Closed arthemis911222 closed 3 years ago
Hi @arthemis911222
I do not understand how you created seismic-new.csv so I am just using the normal seismic.csv to explain why side="negative"
does not detect anomalies.
The reason that it will not detect any anomalies when set to side="negative"
is because internally the algorithms in use do not resolve any anomalies due to the nature of the data.
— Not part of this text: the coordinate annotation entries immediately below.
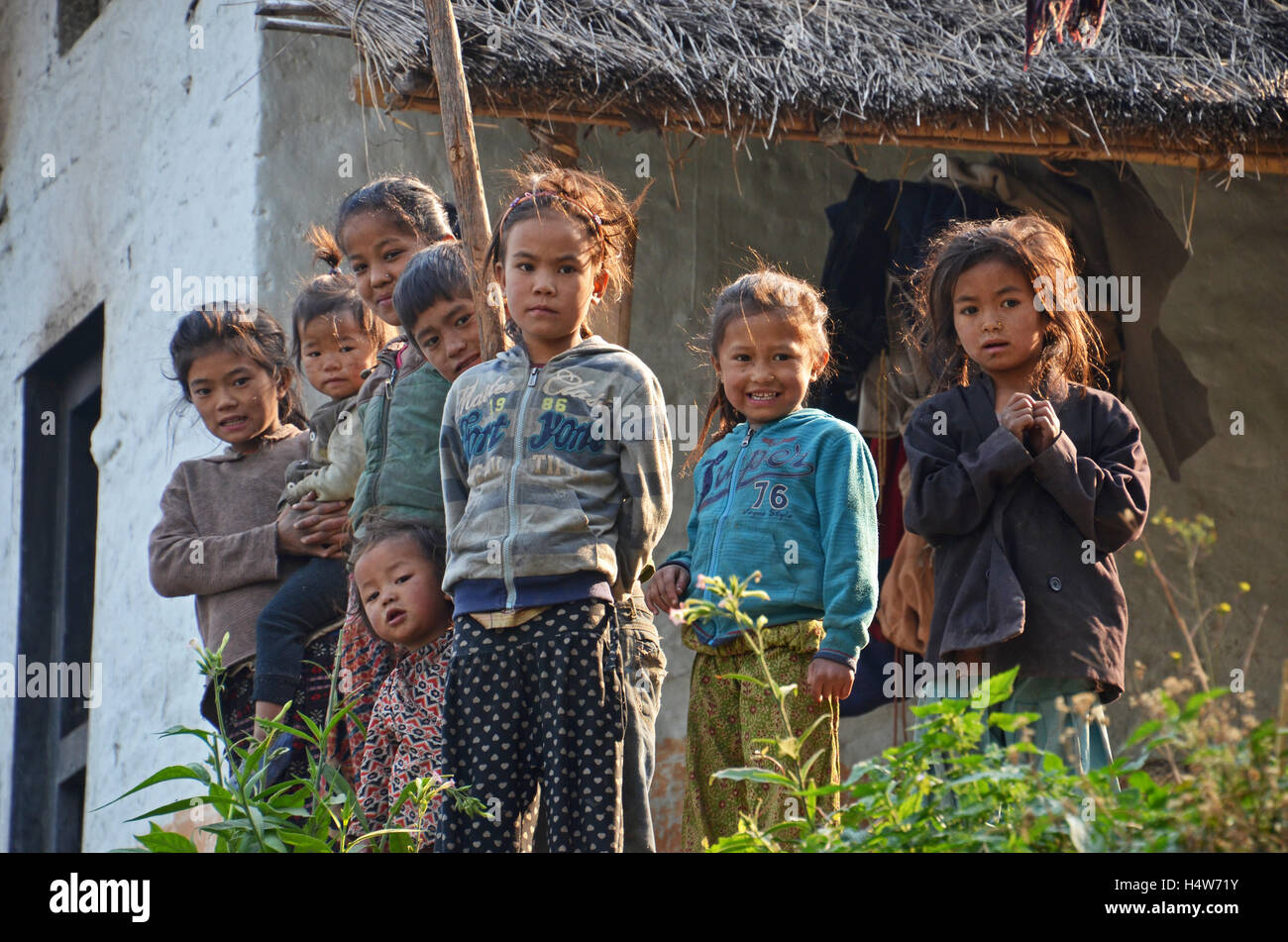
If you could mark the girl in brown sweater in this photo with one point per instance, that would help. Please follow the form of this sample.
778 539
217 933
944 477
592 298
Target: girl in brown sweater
220 537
In this specific case VolatilityShiftAD
is determined by the product of the iqr_ad
and sign_check
inputs.
"and": {
"model": AndAggregator(),
"input": ["iqr_ad", "sign_check"],
},
The model AndAggregator()
identifies a time point as anomalous only if it is included in all the input anomaly lists.
The important part is only if it is included in all the input anomaly lists, meaning it must equal 1 in both iqr_ad
and sign_check
.
We can run through each of these steps and see why it does not detect on negative only.
So from the beginning.
import pandas as pd
from adtk.data import validate_series
from adtk.visualization import plot
from adtk.detector import VolatilityShiftAD
csv_file = '/tmp/adtk/docs/notebooks/data/seismic.csv'
s = pd.read_csv(csv_file, index_col="Time", parse_dates=True, squeeze=True)
s = validate_series(s)
volatility_shift_ad = VolatilityShiftAD(c=6.0, side='both', window=20)
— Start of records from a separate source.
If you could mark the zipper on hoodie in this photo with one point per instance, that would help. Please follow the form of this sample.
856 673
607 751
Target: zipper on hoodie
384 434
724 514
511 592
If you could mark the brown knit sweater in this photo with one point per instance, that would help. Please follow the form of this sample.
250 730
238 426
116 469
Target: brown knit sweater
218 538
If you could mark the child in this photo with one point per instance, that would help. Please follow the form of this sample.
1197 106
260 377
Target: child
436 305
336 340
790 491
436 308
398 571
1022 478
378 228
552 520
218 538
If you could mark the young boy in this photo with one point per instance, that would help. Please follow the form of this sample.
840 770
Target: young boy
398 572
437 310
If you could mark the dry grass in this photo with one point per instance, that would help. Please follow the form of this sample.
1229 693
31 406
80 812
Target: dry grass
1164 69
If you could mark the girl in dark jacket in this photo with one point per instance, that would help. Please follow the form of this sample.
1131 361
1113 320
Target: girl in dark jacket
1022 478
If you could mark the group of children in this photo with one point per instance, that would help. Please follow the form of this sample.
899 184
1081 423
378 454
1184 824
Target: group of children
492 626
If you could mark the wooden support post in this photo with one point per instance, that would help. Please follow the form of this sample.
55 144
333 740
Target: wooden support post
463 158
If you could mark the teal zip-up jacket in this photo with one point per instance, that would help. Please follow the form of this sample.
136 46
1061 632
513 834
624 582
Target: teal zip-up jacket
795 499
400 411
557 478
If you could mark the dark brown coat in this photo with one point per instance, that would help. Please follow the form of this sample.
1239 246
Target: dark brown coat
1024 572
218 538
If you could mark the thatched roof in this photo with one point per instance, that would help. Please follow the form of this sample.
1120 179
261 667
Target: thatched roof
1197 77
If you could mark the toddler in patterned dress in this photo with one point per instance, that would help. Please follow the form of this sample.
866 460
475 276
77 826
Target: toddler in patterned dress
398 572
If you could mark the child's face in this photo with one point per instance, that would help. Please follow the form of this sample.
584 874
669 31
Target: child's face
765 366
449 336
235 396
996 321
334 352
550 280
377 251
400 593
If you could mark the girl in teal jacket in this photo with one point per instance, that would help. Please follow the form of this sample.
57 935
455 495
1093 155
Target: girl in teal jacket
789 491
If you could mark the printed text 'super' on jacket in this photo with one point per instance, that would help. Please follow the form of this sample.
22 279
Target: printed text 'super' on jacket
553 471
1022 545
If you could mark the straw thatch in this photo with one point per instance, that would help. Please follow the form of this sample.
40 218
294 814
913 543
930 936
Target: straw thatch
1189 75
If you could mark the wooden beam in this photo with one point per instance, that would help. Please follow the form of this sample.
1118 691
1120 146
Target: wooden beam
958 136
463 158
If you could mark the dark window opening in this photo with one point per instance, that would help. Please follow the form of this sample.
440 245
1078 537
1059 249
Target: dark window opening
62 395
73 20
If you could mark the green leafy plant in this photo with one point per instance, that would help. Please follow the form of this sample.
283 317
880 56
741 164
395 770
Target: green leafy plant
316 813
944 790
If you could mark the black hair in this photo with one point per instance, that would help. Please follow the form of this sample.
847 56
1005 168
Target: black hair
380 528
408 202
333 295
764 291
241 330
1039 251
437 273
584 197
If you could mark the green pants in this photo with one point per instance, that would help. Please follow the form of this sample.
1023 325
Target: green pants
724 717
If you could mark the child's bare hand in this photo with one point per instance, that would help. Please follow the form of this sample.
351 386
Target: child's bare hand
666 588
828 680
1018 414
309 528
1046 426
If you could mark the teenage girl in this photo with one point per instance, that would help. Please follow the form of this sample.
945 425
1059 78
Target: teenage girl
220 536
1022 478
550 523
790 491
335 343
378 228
anomalies = volatility_shift_ad.fit_detect(s)
plot(s, anomaly=anomalies, anomaly_color='red')
As expected a volatiliy shift was detected.
Let us now demonstrate the issue you are describing.
s = pd.read_csv(csv_file, index_col="Time", parse_dates=True, squeeze=True)
s = validate_series(s)
volatility_shift_ad = VolatilityShiftAD(c=6.0, side='negative', window=20)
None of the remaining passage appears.